Park Aerospace (PKE)
No longer Park Electrochemical - it's Park Aerospace now!
Park Aerospace operates a single pre-impregnated composite materials facility based in Kansas. At its heart, Park is a family business. The Shore family owns over a tenth of the business and have run the company since it was founded in 1954. The current CEO, Brian Shore, has been at the helm for nearly a quarter of a century.
For most of its history, Park Aerospace (as it’s known today) wasn’t an Aerospace company at all but an electronics business. It was called Park Electrochemical and originally generated most of its sales from selling materials for printed circuit boards. The transition from Electrochemical to Aerospace took place over many years and started back in 2008 with a decision to invest in a purpose-built facility designed to make materials for the Aerospace industry. This was a bold and costly investment since developing Aerospace products requires multi-year qualification periods due to the extremely high safety standards. Park came up against these barriers and it took two years to produce a prototype, six years to deliver a product, eight years to sign a long-term supply agreement, and a full decade to become profitable.
I love to own small, niche, cash generating businesses that provide ‘mission critical’ products and services to their customers. A critical product is very difficult to replace and therefore a supplier can retain power to raise prices over time and will often oversee a sticky source of cashflow over very long periods. Park’s new Aerospace business certainly fits this mould. It’s main contract, which runs until 2029, is as the sole supplier for Nacelles (the cases that go around aircraft engines) for most of Airbus’s new single isle commercial aircraft (the A320-Neo family). Additionally, Park has been growing its defence business, and is one of only two US-based suppliers to have achieved the qualification required to supply pre-impregnated composite materials to the US Defence Department.

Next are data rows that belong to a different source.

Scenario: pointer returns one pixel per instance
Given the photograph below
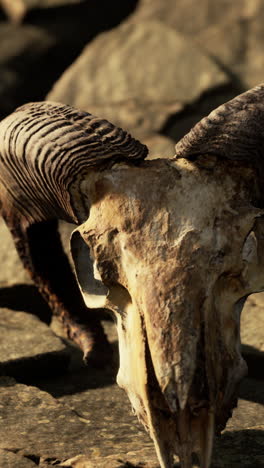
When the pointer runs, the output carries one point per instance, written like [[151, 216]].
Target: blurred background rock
[[153, 67]]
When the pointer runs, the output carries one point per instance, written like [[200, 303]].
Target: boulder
[[23, 64], [38, 425], [29, 349], [17, 9], [137, 76]]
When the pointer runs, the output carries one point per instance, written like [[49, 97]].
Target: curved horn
[[233, 131], [51, 146]]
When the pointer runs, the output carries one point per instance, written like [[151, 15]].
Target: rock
[[12, 460], [137, 76], [159, 146], [130, 460], [17, 9], [236, 43], [40, 426], [12, 270], [188, 16], [29, 349]]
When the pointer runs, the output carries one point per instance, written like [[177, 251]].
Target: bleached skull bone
[[173, 249]]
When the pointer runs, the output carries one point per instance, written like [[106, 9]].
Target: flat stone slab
[[28, 347], [37, 425], [17, 9]]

Recognising the value of this new enterprise, the board shrewdly took the decision to sell the electronics business and now focuses solely on the higher growth and better-quality aerospace component. I started looking at the company towards the tail end of this transformation but am still optimistic about its prospects as Park cements its place as an aerospace materials business and benefits from the bounce back in air travel following the pandemic. I’m excited about the future and fortunate to be partnered alongside Brian Shore and his family.